To solve the problem, we need to find the magnitude of the acceleration of a particle whose position vector is given by: \[ \vec{r}(t) = 15t^2 \hat{i} + (4 - 20t^2) \hat{j} \] ### Step 1: Differentiate the position vector to find the velocity vector. The velocity vector \(\vec{v}(t)\) is given by the derivative of the position vector with respect to time: \[ \vec{v}(t) = \frac{d\vec{r}}{dt} = \frac{d}{dt}(15t^2 \hat{i} + (4 - 20t^2) \hat{j}) \] Calculating the derivative: \[ \vec{v}(t) = \frac{d}{dt}(15t^2) \hat{i} + \frac{d}{dt}(4 - 20t^2) \hat{j} \] \[ \vec{v}(t) = 30t \hat{i} - 40t \hat{j} \] ### Step 2: Differentiate the velocity vector to find the acceleration vector.
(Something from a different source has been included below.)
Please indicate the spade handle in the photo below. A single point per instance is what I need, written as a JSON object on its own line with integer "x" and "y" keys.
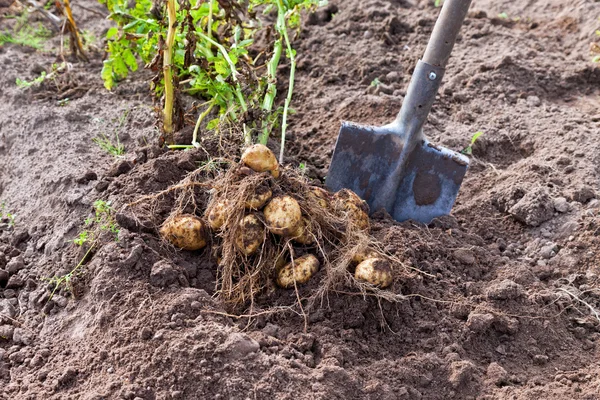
{"x": 428, "y": 73}
{"x": 445, "y": 32}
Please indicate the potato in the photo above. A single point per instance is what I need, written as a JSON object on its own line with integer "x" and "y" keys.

The acceleration vector \(\vec{a}(t)\) is given by the derivative of the velocity vector with respect to time: \[ \vec{a}(t) = \frac{d\vec{v}}{dt} = \frac{d}{dt}(30t \hat{i} - 40t \hat{j}) \] Calculating the derivative: \[ \vec{a}(t) = \frac{d}{dt}(30t) \hat{i} + \frac{d}{dt}(-40t) \hat{j} \] \[ \vec{a}(t) = 30 \hat{i} - 40 \hat{j} \] ### Step 3: Find the magnitude of the acceleration vector. The magnitude of the acceleration vector \(\vec{a}\) is given by: \[ |\vec{a}| = \sqrt{(30)^2 + (-40)^2} \] Calculating the squares: \[ |\vec{a}| = \sqrt{900 + 1600} = \sqrt{2500} \] Calculating the square root: \[ |\vec{a}| = 50 \] ### Conclusion The magnitude of the acceleration at \(t = 1\) second is: \[ \boxed{50} \]